Wer einen richtigen Gartenweg anlegen möchte, braucht etwas mehr Zeit sowie Füllmaterial und geeignetes Werkzeug. Wer weiß, wie es geht, benötigt allerdings keine besonderen Vorkenntnisse, um seinen Weg durch den Garten selbst anzulegen.

1. Den Gehweg abstecken

Überlege Dir zuerst genau, wo der Weg verlaufen und wie breit er werden soll. Plane die Breite am besten so ein, dass Du keine Platte schneiden musst. Lässt sich dies nicht vermeiden, benötigst dafür spezielles Werkzeug oder musst Dir die Platten im Baumarkt zuschneiden lassen.

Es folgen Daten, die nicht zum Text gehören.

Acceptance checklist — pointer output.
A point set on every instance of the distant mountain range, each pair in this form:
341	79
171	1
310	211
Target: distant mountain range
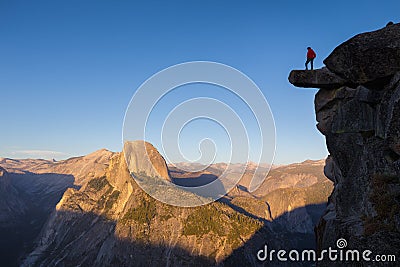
88	211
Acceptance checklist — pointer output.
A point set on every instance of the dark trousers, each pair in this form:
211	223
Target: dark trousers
312	63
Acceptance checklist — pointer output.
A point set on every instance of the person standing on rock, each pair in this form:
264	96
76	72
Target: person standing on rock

An den Rändern setzt Du am besten spezielle Randsteine ein, um den Platten ausreichend Halt zu geben.

Hast Du den genauen Verlauf festgelegt, dann stecke den geplanten Weg mit Hilfe von Holzpflöcken und einer gespannten Schnur ab.

2. Den Untergrund vorbereiten

Um zu verhindern, dass sich Wasser unter den Platten sammelt, musst Du den Untergrund vorbereiten.

Hebe innerhalb der gesteckten Markierung das Erdreich bis zu einer Tiefe von rund 20 bis 25 Zentimetern aus. Fülle eine rund 15 Zentimeter dicke Schicht aus Schotter ein und verdichte diese mit einem Stampfer oder einer motorisierten Rüttelplatte. Eine Rüttelplatte kannst Du Dir in einem Baumarkt oder bei einem Maschinenverleih ausleihen. Darauf kommt eine rund 5 Zentimeter dicke Schicht aus Splitt oder Brechsand. Begradige den Splitt oder Brechsand mit einer Latte.

3. Die Platten verlegen

Auf diesem Untergrund, der sogenannten Kofferung, verlegst Du jetzt die Bodenplatten.

Die Platten musst Du dabei mit einem kleinen Abstand zueinander verlegen, sodass gleichmäßige Fugen entstehen. Klopfe die Platten mit einem Gummihammer fest und achte darauf, dass alle Platten auf gleicher Höhe liegen. Überprüfe dies immer wieder mithilfe einer Wasserwaage.

4. Der Kleber für die Platten: Sand einkehren

Hast Du einen Abschnitt mit Platten fertig gelegt, streue Sand auf die Platten und fege diesen mit einem Besen in die Fugen. Dabei solltest Du diagonal zur Fugenrichtung kehren.

5. Und zum Schluss: Verdichten und Sand nachfüllen

Damit die Platten fest sitzen, musst Du den Weg nochmals mit dem Stampfer oder der Rüttelplatte bearbeiten.

Durch das Verdichten fällt der Sand nach unten. Fege daher anschließend noch einmal Sand in die Fugen und schwemme diesen mit Hilfe von Wasser ein. Achte bei einem Wasserschlauch darauf, dass der Druck nicht zu hoch ist und Du den Sand nicht wieder ausspülst. Durch das Wasser wird der Sand verdichtet, sodass er als Kleber zwischen den einzelnen Platten wirken kann.

Das war’s: Die Arbeiten am Gartenweg sind damit abgeschlossen. In Zukunft gelangst Du auch nach einem Regen trockenen Fußes an Deinen Garten oder Dein Kräuterbeet.

Ein Tipp für später

Unkraut und Moos, das gerne zwischen den Fugen wächst, lässt sich mit einem Fugenkratzer leicht entfernen.

Fazit:

Plattenverlegen ist nicht so kompliziert, wie man denkt, wenn einem die richtigen Materialien und Werkzeuge zur Verfügung stehen.